At a $70 per hour labor rate, then your shop must have 1,285 hours billed to customers over the year just to break even. With those fictional costs, if you’re not billing that many hours per year you’re losing money.
And remember, this does not include the costs for tools, air compressors, or bench presses that every shop needs and uses on a regular basis.
Your OPE business management software can give you easy access to the data you need for this formula.
Tiny Tasks Ambush Shop Profitability
We also need to take a look at what can ambush your labor rate.
Let’s assume your dealership bills its technicians out at $70 per hour. And, they have more than enough work to keep them busy most days.
But imagine your delivery truck shows up full of freight to be unloaded. You want it done quickly, so you pull some of your technicians out of the shop to help.

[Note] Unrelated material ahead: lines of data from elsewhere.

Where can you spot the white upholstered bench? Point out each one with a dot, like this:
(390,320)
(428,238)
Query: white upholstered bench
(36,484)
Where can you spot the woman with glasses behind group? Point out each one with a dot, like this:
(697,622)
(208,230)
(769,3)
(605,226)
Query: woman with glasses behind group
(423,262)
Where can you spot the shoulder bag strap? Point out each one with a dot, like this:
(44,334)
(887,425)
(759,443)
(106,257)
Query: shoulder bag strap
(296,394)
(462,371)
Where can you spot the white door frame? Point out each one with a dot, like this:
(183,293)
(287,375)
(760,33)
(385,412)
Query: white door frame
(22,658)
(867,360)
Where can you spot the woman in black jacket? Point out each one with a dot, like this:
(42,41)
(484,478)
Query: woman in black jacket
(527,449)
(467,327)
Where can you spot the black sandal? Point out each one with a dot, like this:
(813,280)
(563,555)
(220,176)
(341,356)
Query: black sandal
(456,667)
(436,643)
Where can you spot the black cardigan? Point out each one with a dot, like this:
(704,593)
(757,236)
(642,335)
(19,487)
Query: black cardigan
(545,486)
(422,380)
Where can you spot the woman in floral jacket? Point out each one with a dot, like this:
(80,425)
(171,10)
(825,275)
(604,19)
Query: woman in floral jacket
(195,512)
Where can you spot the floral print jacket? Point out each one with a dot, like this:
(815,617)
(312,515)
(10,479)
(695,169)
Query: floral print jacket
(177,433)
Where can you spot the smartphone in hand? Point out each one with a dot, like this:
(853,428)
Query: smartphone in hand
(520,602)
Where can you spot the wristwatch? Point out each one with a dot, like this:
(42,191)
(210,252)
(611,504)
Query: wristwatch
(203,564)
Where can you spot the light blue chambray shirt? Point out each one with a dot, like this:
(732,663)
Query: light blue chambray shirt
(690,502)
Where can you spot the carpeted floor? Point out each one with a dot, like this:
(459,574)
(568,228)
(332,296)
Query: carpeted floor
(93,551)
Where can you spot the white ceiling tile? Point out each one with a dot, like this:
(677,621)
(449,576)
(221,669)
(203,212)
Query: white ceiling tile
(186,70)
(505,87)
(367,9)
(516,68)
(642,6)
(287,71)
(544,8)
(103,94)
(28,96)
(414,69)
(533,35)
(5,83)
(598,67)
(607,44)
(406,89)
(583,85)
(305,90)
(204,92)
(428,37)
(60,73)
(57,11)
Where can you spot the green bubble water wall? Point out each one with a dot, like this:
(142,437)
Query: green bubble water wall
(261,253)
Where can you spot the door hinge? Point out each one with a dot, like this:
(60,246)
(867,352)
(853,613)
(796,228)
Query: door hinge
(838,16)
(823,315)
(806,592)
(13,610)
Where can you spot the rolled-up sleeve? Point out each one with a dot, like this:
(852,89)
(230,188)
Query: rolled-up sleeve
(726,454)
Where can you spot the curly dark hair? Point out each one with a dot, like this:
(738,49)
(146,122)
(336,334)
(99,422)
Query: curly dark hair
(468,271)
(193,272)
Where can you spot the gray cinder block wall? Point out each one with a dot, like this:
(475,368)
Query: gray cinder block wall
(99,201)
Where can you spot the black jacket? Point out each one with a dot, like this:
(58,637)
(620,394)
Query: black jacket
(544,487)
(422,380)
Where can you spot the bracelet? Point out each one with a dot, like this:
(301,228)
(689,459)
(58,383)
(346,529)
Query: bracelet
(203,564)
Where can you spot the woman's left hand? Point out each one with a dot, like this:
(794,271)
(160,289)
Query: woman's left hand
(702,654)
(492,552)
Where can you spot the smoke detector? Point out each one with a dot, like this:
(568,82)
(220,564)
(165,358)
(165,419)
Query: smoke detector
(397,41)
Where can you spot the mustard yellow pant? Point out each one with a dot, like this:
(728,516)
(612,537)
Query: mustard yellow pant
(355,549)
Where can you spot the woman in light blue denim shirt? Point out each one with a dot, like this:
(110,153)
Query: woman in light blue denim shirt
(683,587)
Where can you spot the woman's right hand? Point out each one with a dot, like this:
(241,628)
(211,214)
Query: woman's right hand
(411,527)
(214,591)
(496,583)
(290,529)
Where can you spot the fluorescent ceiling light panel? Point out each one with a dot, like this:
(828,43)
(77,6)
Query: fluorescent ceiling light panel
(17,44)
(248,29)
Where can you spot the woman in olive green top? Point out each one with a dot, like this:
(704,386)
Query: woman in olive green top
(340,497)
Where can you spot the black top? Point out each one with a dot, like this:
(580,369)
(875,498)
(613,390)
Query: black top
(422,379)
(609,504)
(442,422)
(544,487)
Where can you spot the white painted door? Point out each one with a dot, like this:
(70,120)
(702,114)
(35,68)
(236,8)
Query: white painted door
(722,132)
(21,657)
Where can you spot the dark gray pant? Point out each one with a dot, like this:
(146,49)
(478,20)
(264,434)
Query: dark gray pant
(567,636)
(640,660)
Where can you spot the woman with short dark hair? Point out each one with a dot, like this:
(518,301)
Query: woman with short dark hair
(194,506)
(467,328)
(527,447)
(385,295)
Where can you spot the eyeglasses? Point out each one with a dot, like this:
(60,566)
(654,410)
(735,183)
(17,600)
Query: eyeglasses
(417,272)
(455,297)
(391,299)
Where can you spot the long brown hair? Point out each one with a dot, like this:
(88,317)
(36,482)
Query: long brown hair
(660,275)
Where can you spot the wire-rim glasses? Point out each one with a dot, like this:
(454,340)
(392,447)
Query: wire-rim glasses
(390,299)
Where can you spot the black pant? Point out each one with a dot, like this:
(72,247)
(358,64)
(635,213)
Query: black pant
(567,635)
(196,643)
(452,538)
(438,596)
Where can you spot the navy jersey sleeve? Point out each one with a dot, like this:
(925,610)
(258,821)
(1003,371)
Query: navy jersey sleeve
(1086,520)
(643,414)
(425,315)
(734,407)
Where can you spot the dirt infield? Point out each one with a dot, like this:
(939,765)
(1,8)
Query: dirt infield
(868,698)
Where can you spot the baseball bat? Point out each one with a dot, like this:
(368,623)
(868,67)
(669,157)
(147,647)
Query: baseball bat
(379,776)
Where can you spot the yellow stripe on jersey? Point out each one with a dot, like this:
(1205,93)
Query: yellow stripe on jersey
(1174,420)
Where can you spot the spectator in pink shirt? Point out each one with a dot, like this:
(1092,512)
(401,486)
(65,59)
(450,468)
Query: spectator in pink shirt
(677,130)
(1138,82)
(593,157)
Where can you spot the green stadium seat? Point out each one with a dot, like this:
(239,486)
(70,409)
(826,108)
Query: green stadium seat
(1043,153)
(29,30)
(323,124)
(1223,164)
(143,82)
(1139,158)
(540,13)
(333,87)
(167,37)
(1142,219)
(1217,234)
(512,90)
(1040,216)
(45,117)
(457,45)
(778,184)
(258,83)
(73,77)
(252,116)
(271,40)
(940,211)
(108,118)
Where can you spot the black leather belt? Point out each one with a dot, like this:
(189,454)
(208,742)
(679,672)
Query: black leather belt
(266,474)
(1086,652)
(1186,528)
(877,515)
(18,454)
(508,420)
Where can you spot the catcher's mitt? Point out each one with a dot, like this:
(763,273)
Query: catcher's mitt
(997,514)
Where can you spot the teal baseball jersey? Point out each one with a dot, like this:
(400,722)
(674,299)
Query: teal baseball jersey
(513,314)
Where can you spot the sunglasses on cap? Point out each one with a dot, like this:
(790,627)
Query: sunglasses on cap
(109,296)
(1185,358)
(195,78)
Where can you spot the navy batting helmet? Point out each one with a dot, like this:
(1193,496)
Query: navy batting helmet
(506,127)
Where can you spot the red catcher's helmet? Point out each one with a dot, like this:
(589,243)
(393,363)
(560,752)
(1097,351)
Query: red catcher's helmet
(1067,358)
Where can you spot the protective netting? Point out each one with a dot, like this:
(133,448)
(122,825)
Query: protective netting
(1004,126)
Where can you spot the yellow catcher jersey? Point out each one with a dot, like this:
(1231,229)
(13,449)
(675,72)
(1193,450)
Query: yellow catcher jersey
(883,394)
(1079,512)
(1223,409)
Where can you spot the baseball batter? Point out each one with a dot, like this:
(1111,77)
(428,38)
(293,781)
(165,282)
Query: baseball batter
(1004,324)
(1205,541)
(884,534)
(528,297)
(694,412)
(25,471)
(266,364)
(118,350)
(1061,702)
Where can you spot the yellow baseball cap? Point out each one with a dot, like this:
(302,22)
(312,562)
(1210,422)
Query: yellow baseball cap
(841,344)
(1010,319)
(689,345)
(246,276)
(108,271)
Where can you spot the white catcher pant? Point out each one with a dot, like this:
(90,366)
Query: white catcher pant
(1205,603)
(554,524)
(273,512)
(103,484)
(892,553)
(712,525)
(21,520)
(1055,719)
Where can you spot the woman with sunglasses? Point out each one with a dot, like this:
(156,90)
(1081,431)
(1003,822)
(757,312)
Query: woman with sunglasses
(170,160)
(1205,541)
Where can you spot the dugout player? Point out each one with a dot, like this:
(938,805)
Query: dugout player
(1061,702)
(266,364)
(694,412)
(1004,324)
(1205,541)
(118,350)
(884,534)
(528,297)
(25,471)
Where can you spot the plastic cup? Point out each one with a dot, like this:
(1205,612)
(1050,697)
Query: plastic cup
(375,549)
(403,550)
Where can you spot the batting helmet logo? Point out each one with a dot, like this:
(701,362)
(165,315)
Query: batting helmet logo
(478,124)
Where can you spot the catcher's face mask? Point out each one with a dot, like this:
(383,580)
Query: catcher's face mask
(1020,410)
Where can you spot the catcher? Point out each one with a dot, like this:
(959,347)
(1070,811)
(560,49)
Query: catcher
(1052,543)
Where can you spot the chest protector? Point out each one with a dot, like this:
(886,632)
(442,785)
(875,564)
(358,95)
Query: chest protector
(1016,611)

What’s happened now? Well, instead of your technicians working on highly billable work, they’re now doing manual labor. This means it’s costing you $70 per hour to unload that truck. This is a very inefficient, expensive mistake that many dealers make.
Your technicians need to do what they do best: work on billable jobs!
Doing these two things: finding your best labor rate, and making sure your technicians stay on billable work, will help ensure your shop makes money year after year.